Clarke, whose interest in the race was sparked as a seven-year-old, works for the racecourse as their historian but is also curator of the Aintree Racecourse museum, which plays host to a wide array of Grand National memorabilia from the race’s rich heritage. During the rest of the year, Clarke operates as a tour guide for the racecourse.

Regarding her role at the racecourse, Clarke said: “I am termed the historian at Aintree – the Grand National nut might be a more accurate description! I have been passionate about the race since I was a seven-year-old and I’ve been coming up to Aintree since I was old enough to travel. I got to know the management and helped them open the museum-cum-visitors’ centre where we have about 2,000 artefacts and memorabilia about the Grand National, and it was my pleasure to collect most of that!

“My tasks are varied here.
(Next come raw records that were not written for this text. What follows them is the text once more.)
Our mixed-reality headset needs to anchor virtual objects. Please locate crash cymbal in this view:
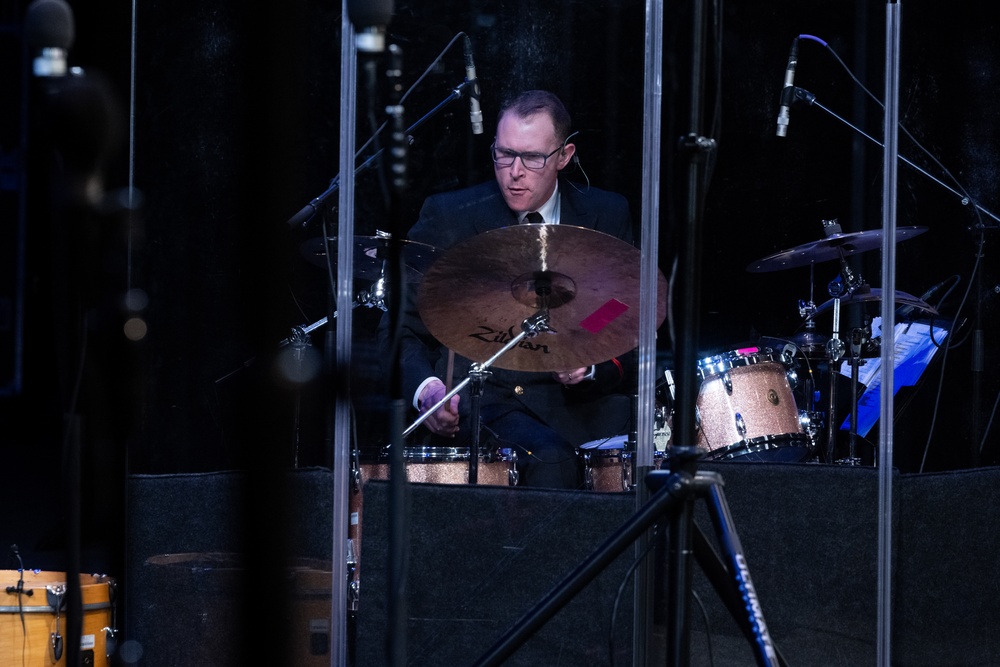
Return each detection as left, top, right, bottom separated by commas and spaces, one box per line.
299, 235, 440, 281
747, 227, 927, 273
814, 288, 938, 315
419, 224, 667, 371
I give out the jackets for the grooms on the three days of the Grand National meeting and I organise the parade of the previous winners who come back on Grand National day, which is unbelievable as it is really special to see those old heroes. I also answer all the questions that come in on the Aintree website from people who ask about horses and jockeys who took part in past Grand Nationals. I also take tour groups of disadvantaged people, those with learning difficulties or dementia, and local school children round the racecourse and I very much enjoy that. I show them the artefacts, let them try on the jockeys’ silks and allow them to walk on the turf – I find that very fulfilling.”
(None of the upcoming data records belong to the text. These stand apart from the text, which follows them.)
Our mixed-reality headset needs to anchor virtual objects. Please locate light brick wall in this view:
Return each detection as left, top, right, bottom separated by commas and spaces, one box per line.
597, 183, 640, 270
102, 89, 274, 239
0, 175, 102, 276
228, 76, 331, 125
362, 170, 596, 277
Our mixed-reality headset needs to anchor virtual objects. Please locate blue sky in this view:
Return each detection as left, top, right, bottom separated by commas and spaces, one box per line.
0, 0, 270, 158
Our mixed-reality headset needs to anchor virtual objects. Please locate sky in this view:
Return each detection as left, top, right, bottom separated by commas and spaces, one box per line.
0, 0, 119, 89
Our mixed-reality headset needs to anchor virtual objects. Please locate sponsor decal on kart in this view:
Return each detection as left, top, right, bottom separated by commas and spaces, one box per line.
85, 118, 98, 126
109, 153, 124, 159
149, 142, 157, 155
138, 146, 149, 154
Reflecting on the importance of the Grand National as not only a spectacle, but also as an event that captures the hearts and minds of the British people, Clarke continued: “Aintree has a huge place in my heart. When I saw the Grand National in the early 1960s, it just grabbed me as I had never seen anything like it before. It was the unpredictability of the race, the unknown if you like, which, I have come to realise is a mirror of life it is as you never know what is going to happen. You don’t know who is going to come first, who is going to fall at the first fence; it’s glorious in a way.

“It is one of the few sporting events left which has such a long and colourful history. The race has all the ingredients of life and once the tapes go up, nobody knows what is going to happen. It’s the only marathon chase with 40 runners and it is the race that all the jockeys who ride in it want to win.
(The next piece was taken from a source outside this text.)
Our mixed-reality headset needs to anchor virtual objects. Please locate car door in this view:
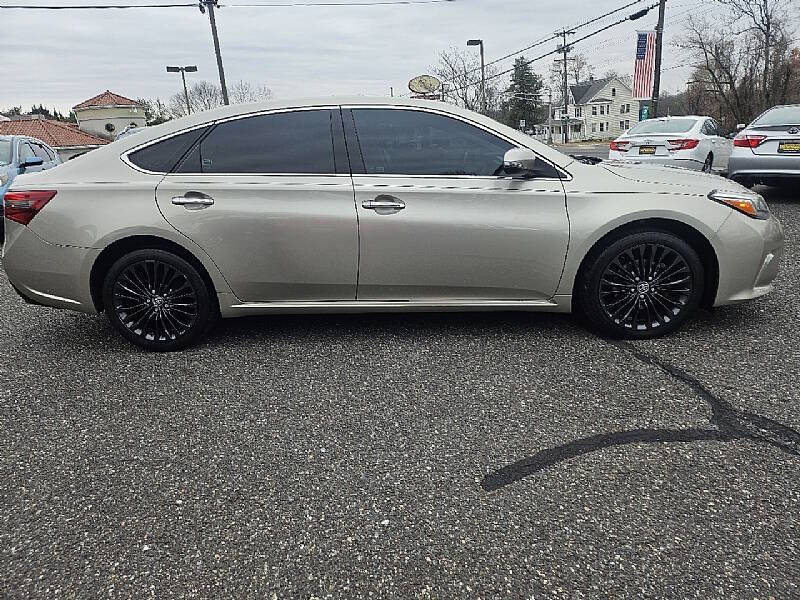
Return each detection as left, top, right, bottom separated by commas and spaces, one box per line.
153, 107, 358, 302
344, 106, 569, 301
“I think the Grand National is a proud part of Liverpool, a proud part of the heritage and long may it reign because it is absolutely unique. The race has a character of its own and it will be what it will be despite what we do to it.”

The 2017 meeting also marks a number of momentous landmarks in Aintree’s rich heritage. They include the 20-year anniversary of the bomb scare at the meeting, which saw the Grand National abandoned and subsequently staged on a Monday, and the 40-year anniversary of Red Rum etching his name into Aintree folklore when the Ginger McCain-trained gelding recorded his third win in the extended four and a quarter-mile event. Foinavon’s iconic 1967 Grand National victory occurred 50 years ago.

Clarke remarked: “All the anniversaries seem to be coming up this year and we have a lovely Red Rum exhibition to mark his third victory. It’s very poignant that Brian Fletcher, who rode Red Rum to two victories in the race died this year, and Foinavon’s jockey John Buckingham died as well, but we still remember them all. When I talk to the various groups I take round Aintree, the two horses they always remember are Red Rum and Foinavon even if they weren’t alive at the time, they still know about those two horses.”

Looking ahead to this year’s renewal of the world’s most famous chase, Clarke is keen on the chances of Tom George’s Double Shuffle. The seven-year-old son of Milan is a 40/1 chance with Betway, the official betting partner of the Randox Health Grand National Festival and finished a half-length second in a G3 handicap chase at Kempton on his latest start in February.

Clarke added: “He hasn’t been talked about all that much but I do like Double Shuffle. Tom George and Adrian Heskin are in great form and that is the one I have got my fingers crossed for.”